Welcome from the Chair
It is with excitement and enthusiasm that I welcome you to the Department of Chemistry and Biochemistry at the University of Oklahoma. We invite you to accept the challenge of becoming an agent for positive change in the 21st century. As our nation and world struggle with a multitude of problems ranging from growing energy needs to human health and welfare in a shifting climate, the Department of Chemistry and Biochemistry is taking a leading role in the discovery and development of new approaches to improve the human condition. With 35 faculty representing diverse areas of expertise in the chemical and biochemical sciences, our department is interested in educating and training the best and brightest future leaders of tomorrow’s academic, industrial and government institutions.

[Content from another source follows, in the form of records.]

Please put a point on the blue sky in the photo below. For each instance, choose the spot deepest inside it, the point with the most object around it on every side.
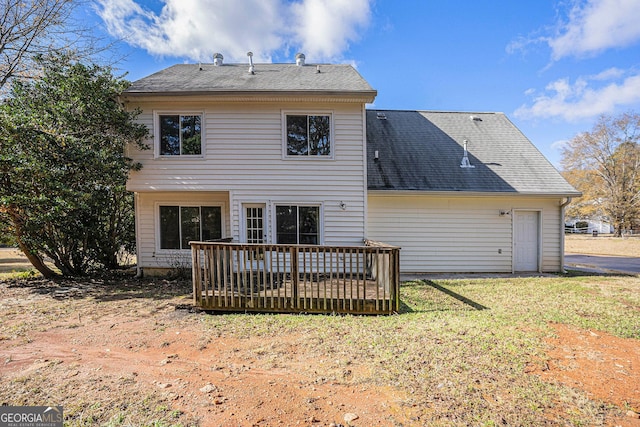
(553, 66)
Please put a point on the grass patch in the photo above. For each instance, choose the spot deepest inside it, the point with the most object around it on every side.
(461, 347)
(459, 350)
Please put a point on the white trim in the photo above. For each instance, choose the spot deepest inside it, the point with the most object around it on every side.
(332, 142)
(156, 133)
(156, 221)
(243, 219)
(539, 237)
(274, 229)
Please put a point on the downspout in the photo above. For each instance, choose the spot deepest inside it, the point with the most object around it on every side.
(136, 202)
(562, 206)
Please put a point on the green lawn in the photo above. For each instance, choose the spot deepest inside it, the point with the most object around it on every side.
(459, 350)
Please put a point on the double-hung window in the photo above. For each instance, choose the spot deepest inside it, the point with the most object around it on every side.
(298, 224)
(181, 224)
(308, 135)
(179, 134)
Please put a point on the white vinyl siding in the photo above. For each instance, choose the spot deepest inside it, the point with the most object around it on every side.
(460, 234)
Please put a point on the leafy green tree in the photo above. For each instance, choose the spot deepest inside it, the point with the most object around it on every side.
(605, 165)
(63, 166)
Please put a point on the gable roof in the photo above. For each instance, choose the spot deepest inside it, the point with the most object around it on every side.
(423, 151)
(209, 79)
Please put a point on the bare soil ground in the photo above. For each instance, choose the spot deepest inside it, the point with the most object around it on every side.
(99, 350)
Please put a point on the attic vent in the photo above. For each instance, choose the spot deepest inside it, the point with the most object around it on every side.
(465, 158)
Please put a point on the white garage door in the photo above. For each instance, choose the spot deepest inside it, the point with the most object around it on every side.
(526, 240)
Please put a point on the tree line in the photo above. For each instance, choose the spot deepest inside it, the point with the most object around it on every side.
(604, 164)
(63, 133)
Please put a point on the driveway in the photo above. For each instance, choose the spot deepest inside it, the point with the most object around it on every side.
(603, 264)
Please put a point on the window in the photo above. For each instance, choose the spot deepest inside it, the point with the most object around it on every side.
(298, 224)
(308, 135)
(181, 224)
(180, 134)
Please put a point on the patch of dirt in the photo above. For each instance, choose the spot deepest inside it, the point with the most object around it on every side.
(122, 350)
(605, 366)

Supporting this effort, the Department of Chemistry and Biochemistry moved in the summer of 2010 to the 160,000-square-foot Stephenson Life Sciences Research Center. More than 110 graduate student and postdoctoral researchers work side-by-side with faculty in a highly interactive environment to solve some of the most pressing challenges of our time. The Stephenson Life Sciences Research Center was created with an eye toward further growth, with several new faculty from cutting-edge disciplines expected to join our team during the next few years. The center is home to several major core facilities and research support services, including mass spectrometry, nuclear magnetic resonance spectroscopy and X-ray diffraction facilities.
Our faculty are among the top-funded researchers at OU, with numerous external research grants and contracts. Nine of our faculty hold distinguished or endowed professorships and 12 have received awards for excellence in teaching and/or research. The faculty are committed to offering new cross-disciplinary courses for our students. The department encourages undergraduate students to get started in research early and graduate students to develop personalized research programs that cut across traditional barriers in the chemical sciences. For example, a student can opt to study biochemistry, conduct research in an organic chemistry laboratory and attend regular meetings in the analytical sciences. Our faculty work closely with each student to tailor a graduate program that specifically suits his or her needs and interests.
I encourage you to explore our department, who we are, what we do, and what you can accomplish here. All of us in the Department of Chemistry and Biochemistry look forward to answering any questions you may have about where we are going and how you can contribute to becoming an agent for positive change. This is an exciting time for the Department of Chemistry and Biochemistry, and I am honored to serve as its chair.